I have some code that is using the couchbase java client (version 2.0.2) that is periodically making view queries (every 5 minutes) against a cluster of 3 nodes. So within an hour, it will make 12 total queries. Of those 12, I’d say it fails about a quarter of the time with the following error:

com.couchbase.client.core.RequestCancelledException: Request cancelled in-flight.
at com.couchbase.client.core.endpoint.AbstractGenericHandler.handleOutstandingOperations(AbstractGenericHandler.java:241)
at com.couchbase.client.core.endpoint.AbstractGenericHandler.handlerRemoved(AbstractGenericHandler.java:223)
at com.couchbase.client.core.endpoint.view.ViewHandler.handlerRemoved(ViewHandler.java:456)
at com.couchbase.client.deps.io.netty.channel.DefaultChannelPipeline.callHandlerRemoved0(DefaultChannelPipeline.java:526)
at com.couchbase.client.deps.io.netty.channel.DefaultChannelPipeline.callHandlerRemoved(DefaultChannelPipeline.java:520)
at com.couchbase.client.deps.io.netty.channel.DefaultChannelPipeline.remove0(DefaultChannelPipeline.java:350)
at com.couchbase.client.deps.io.netty.channel.AbstractChannelHandlerContext.teardown0(AbstractChannelHandlerContext.java:104)
at com.couchbase.client.deps.io.netty.channel.AbstractChannelHandlerContext.teardown(AbstractChannelHandlerContext.java:89)
at com.couchbase.client.deps.io.netty.channel.DefaultChannelPipeline.teardownAll(DefaultChannelPipeline.java:753)
at com.couchbase.client.deps.io.netty.channel.DefaultChannelPipeline.fireChannelUnregistered(DefaultChannelPipeline.java:742)
at com.couchbase.client.deps.io.netty.channel.AbstractChannel$AbstractUnsafe$6.run(AbstractChannel.java:606)
at com.couchbase.client.deps.io.netty.util.concurrent.SingleThreadEventExecutor.runAllTasks(SingleThreadEventExecutor.java:380)
at com.couchbase.client.deps.io.netty.channel.nio.NioEventLoop.run(NioEventLoop.java:357)
at com.couchbase.client.deps.io.netty.util.concurrent.SingleThreadEventExecutor$2.run(SingleThreadEventExecutor.java:116)
at com.couchbase.client.deps.io.netty.util.concurrent.DefaultThreadFactory$DefaultRunnableDecorator.run(DefaultThreadFactory.java:137)
at java.lang.Thread.run(Thread.java:745)

None of my nodes are currently down nor have any of them been down when these exceptions have happened.

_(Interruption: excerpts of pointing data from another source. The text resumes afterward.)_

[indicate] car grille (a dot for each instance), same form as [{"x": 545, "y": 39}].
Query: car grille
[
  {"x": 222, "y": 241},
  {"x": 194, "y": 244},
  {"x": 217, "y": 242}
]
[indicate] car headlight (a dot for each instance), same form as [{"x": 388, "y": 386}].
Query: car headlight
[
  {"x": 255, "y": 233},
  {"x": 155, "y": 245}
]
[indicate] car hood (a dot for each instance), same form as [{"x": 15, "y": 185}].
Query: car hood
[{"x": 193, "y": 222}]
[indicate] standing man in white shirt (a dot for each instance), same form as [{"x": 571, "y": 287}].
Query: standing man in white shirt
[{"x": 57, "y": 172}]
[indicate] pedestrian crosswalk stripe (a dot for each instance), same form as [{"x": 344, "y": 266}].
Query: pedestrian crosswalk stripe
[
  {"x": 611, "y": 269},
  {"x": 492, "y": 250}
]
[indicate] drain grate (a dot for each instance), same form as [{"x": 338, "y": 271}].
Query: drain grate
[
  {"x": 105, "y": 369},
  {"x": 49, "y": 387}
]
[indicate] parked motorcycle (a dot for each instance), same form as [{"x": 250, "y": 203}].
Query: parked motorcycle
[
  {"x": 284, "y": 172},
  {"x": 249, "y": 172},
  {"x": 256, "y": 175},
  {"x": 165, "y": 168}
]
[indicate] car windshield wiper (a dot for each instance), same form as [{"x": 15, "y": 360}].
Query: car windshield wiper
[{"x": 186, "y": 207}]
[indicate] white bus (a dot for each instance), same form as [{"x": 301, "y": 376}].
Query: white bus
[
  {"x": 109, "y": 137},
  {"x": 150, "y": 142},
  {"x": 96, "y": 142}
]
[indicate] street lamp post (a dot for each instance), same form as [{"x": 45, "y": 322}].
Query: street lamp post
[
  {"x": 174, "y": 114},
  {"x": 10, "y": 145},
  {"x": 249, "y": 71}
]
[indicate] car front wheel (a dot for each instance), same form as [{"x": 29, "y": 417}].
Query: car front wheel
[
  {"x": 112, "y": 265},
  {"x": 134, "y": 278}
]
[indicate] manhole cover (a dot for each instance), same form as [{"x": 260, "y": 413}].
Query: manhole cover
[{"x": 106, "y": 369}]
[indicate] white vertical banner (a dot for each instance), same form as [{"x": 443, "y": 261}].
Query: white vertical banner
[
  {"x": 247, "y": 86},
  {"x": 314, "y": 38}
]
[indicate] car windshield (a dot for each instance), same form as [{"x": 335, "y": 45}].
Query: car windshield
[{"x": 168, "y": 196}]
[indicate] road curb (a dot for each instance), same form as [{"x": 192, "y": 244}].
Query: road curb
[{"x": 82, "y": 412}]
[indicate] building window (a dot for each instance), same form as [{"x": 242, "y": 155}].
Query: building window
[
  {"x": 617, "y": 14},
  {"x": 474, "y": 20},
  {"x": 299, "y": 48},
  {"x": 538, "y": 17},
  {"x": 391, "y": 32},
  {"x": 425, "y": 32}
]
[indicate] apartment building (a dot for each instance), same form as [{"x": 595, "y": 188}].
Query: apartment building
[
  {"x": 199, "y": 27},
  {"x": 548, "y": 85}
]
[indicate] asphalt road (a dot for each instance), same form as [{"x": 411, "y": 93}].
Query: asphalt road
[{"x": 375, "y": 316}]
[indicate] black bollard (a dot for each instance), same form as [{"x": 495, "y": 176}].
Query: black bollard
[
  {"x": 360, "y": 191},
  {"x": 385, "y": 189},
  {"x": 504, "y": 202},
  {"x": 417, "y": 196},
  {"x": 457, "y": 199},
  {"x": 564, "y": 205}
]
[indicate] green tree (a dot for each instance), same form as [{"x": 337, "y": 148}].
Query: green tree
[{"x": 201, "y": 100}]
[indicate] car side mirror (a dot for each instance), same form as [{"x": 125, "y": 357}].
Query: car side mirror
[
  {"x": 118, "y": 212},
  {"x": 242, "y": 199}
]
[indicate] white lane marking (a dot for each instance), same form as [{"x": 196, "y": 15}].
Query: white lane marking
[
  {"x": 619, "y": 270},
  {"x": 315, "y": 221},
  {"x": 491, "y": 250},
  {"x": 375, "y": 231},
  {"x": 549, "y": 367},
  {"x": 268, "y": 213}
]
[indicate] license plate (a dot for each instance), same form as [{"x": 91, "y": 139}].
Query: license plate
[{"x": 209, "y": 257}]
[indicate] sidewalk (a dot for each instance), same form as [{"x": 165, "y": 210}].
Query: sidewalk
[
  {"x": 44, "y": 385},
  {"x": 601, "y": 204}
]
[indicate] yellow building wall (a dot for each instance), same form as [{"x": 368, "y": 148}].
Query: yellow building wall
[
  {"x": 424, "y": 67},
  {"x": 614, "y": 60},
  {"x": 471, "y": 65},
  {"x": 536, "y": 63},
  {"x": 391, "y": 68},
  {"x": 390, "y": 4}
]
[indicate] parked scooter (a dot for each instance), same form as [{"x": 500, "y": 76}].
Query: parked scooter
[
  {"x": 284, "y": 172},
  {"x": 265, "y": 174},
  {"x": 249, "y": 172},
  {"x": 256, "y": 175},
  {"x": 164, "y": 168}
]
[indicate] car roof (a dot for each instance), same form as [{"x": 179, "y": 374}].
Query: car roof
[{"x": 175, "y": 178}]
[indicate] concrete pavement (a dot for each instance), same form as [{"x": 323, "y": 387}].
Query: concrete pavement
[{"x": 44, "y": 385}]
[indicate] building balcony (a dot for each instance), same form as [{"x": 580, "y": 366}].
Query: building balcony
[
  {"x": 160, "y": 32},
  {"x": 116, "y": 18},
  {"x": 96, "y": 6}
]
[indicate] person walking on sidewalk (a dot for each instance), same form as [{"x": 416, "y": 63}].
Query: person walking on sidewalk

I do use a timeout on the Observable from the view query with a value of 10 seconds but I don’t think that’s the issue. Any thoughts on what’s causing this?


#2

I’m quite sure this goes away with 2.0.3 - can you try? We retry those explicitly for views now - but I wonder why they happen so often for you… Can you run it dor a while with DEBUG enabled and post the logs? Maybe that draws some conclusions.


#3

@daschl, I plan on upgrading to 2.0.3 and deploying a patch to prod tomorrow. I’ll also try and enable debug logging to see if that provides any additional clarity in case the upgrade does not fix the issue. I’ll respond back again when we deploy tomorrow and let you know how things look.


#4

Sounds great. If you’re curious here is the change in 2.0.3: https://github.com/couchbase/couchbase-java-client/blob/2.0.3/src/main/java/com/couchbase/client/java/view/ViewRetryHandler.java#L78


#5

@daschl, after deploying the patch to production it appears as if this issue has gone away. I’m going to keep any eye on it for a little longer just to make sure it doesn’t crop up again. Thanks for the help with this.